In the first column, the locus type is specified (A=affection status, M=marker, T=quantitative trait, C=covariate). The second columns defines the locus name. Notice that a marker locus always corresponds to two consequtive columns in the pedigree file.

Map file

1 M1 0.0
1 M2 5.0
1 M3 10.0
1 M4 15.0
1 M5 20.0
1 M6 25.0
1 M7 30.0
1 M8 35.0

The first column specifies the chromosome that the marker belongs to. The second column contains the marker name and the thid column contains the genetic location of the marker (in cM).

Allele frequency file

Allele frequencies can be estimated from the data. Alternatively, it is possible to define the population-level frequencies in a specific allele frequency file. The format of the frequency file (only extending for markers 1 and 2) would be:

M M1
A 1 0.047
A 2 0.312
A 3 0.128
A 4 0.016
A 5 0.250
A 6 0.247
M M2
A 1 0.142
A 2 0.222
A 3 0.021
A 4 0.216
A 5 0.159
A 6 0.240
(to be continued to cover all the markers in the map)

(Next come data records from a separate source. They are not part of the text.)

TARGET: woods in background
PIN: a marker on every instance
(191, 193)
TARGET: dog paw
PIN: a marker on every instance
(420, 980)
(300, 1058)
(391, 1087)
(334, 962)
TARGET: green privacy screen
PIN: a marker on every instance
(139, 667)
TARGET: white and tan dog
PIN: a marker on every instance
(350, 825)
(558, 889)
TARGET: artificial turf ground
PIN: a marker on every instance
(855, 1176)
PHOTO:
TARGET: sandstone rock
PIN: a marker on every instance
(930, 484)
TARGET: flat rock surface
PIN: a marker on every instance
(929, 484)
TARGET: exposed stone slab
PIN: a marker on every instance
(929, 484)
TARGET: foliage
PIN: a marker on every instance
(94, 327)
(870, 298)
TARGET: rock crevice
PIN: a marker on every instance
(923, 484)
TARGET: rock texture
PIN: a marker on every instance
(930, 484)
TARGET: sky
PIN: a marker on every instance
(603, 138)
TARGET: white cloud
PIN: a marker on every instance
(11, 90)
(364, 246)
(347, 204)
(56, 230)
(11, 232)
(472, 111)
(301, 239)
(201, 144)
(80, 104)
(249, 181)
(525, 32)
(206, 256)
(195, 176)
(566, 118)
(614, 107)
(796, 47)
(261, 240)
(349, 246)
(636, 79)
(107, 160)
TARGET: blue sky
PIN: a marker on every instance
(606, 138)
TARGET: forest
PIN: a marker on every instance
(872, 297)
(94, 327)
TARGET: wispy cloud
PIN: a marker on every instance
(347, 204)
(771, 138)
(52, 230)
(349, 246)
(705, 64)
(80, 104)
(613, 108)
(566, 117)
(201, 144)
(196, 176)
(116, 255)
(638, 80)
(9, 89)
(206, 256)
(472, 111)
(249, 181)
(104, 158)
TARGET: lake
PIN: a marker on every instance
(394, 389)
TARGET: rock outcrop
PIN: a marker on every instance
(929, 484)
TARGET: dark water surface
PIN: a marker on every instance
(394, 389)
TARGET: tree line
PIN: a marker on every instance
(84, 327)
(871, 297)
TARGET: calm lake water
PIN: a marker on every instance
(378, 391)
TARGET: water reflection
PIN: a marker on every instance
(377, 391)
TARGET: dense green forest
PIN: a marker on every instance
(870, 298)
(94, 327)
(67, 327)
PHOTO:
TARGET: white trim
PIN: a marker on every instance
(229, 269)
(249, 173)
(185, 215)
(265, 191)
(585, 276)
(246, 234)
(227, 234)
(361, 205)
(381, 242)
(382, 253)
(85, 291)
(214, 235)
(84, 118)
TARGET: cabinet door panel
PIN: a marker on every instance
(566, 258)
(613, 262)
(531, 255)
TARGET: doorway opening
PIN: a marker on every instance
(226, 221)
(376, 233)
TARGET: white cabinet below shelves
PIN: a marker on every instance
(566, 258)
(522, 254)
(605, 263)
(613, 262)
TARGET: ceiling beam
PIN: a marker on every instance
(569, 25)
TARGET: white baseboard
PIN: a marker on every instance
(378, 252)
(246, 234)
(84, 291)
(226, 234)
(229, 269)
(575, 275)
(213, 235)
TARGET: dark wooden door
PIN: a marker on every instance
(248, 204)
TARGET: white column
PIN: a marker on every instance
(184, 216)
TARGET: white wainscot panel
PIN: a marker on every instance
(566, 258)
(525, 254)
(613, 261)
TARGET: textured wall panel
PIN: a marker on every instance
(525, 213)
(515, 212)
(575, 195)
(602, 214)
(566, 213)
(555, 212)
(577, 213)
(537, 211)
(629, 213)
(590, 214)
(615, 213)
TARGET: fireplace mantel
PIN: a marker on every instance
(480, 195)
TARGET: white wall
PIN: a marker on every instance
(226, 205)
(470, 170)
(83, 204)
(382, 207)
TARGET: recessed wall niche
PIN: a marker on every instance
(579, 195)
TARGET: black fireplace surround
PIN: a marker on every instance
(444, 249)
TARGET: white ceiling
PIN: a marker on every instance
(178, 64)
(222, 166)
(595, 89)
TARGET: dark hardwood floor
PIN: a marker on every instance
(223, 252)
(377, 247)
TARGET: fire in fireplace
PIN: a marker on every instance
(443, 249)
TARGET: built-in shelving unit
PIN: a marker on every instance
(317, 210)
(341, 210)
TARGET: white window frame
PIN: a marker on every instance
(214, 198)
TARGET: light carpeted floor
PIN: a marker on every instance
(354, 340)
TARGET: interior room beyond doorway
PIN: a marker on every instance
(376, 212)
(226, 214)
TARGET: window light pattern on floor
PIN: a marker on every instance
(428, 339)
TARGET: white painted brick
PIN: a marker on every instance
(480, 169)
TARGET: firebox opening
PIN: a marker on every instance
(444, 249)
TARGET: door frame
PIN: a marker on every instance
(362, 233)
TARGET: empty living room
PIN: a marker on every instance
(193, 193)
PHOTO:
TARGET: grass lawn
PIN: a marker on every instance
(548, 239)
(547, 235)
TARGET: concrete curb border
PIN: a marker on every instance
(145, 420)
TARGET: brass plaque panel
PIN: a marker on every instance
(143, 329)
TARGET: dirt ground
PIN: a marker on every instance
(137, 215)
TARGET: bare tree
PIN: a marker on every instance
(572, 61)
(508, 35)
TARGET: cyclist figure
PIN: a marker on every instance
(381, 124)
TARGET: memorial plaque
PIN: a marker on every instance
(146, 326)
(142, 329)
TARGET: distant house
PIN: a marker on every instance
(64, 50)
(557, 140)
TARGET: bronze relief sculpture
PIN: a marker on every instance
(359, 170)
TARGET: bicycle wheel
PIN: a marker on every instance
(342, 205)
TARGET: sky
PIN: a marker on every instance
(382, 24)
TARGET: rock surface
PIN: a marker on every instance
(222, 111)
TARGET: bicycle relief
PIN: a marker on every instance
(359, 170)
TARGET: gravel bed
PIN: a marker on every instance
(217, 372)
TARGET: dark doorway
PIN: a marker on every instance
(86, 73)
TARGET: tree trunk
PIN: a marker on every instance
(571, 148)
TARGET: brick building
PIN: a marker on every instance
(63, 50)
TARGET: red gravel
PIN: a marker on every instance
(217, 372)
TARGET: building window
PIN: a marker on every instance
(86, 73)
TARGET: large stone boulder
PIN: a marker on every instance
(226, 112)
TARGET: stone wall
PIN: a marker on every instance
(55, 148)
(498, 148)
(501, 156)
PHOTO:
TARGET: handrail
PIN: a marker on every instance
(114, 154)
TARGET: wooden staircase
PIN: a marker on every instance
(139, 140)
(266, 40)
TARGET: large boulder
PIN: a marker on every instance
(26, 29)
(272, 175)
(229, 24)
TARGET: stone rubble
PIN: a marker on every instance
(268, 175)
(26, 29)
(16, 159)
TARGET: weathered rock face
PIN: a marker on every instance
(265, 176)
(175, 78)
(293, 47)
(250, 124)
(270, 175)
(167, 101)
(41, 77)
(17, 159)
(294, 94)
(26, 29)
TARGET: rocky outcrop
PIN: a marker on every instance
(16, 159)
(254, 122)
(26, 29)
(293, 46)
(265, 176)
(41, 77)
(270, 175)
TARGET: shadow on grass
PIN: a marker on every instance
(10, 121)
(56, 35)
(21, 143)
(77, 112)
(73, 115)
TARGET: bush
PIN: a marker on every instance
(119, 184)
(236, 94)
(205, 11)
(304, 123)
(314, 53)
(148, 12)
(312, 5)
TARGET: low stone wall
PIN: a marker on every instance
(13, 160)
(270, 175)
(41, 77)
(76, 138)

There exists an alternative format for the allele frequency file. See the Merlin documentation.

Note: if a parameter file in LINKAGE format is given, then allele frequencies are extracted from that file, and they are neither read from a frequency file nor estimated.